Architecture and the Senses in the Italian Renaissance PDF Author: David Karmon
Publisher: Cambridge University Press
ISBN: 1108808476
Category : Art
Languages : en
Pages : 490

Book Description
This is the first study of Renaissance architecture as an immersive, multisensory experience that combines historical analysis with the evidence of first-hand accounts. Questioning the universalizing claims of contemporary architectural phenomenologists, David Karmon emphasizes the infinite variety of meanings produced through human interactions with the built environment. His book draws upon the close study of literary and visual sources to prove that early modern audiences paid sustained attention to the multisensory experience of the buildings and cities in which they lived. Through reconstructing the Renaissance understanding of the senses, we can better gauge how constant interaction with the built environment shaped daily practices and contributed to new forms of understanding. Architecture and the Senses in the Italian Renaissance offers a stimulating new approach to the study of Renaissance architecture and urbanism as a kind of 'experiential trigger' that shaped ways of both thinking and being in the world.

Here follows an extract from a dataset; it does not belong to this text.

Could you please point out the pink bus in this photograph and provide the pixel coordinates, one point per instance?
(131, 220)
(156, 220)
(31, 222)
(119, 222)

Victorian Perceptions of Renaissance Architecture

Victorian Perceptions of Renaissance Architecture PDF Author: Katherine Wheeler
Publisher: Routledge
ISBN: 1351537768
Category : Art
Languages : en
Pages : 207

Book Description
In the mid-1880s The Builder, an influential British architectural journal, published an article characterizing Renaissance architecture as a corrupt bastardization of the classical architecture of Greece and Rome. By the turn of the century, however, the same journal praised the Renaissance architect Filippo Brunelleschi as the ?Christopher Columbus of modern architecture.? Victorian Perceptions of Renaissance Architecture, 1850-1914 examines these conflicting characterizations and reveals how the writing of architectural history was intimately tied to the rise of the professional architect and the formalization of architectural education in late nineteenth-century Britain. Drawing on a broad range of evidence, including literary texts, professional journals, university curricula, and census records, Victorian Perceptions reframes works by seminal authors such as John Ruskin, Walter Pater, John Addington Symonds, and Geoffrey Scott alongside those by architect-authors such as William J. Anderson and Reginald Blomfield within contemporary architectural debates. Relevant for architectural historians, as well as literary scholars and those in Victorian studies, Victorian Perceptions reassesses the history of Renaissance architecture within the formation of a modern, British architectural profession.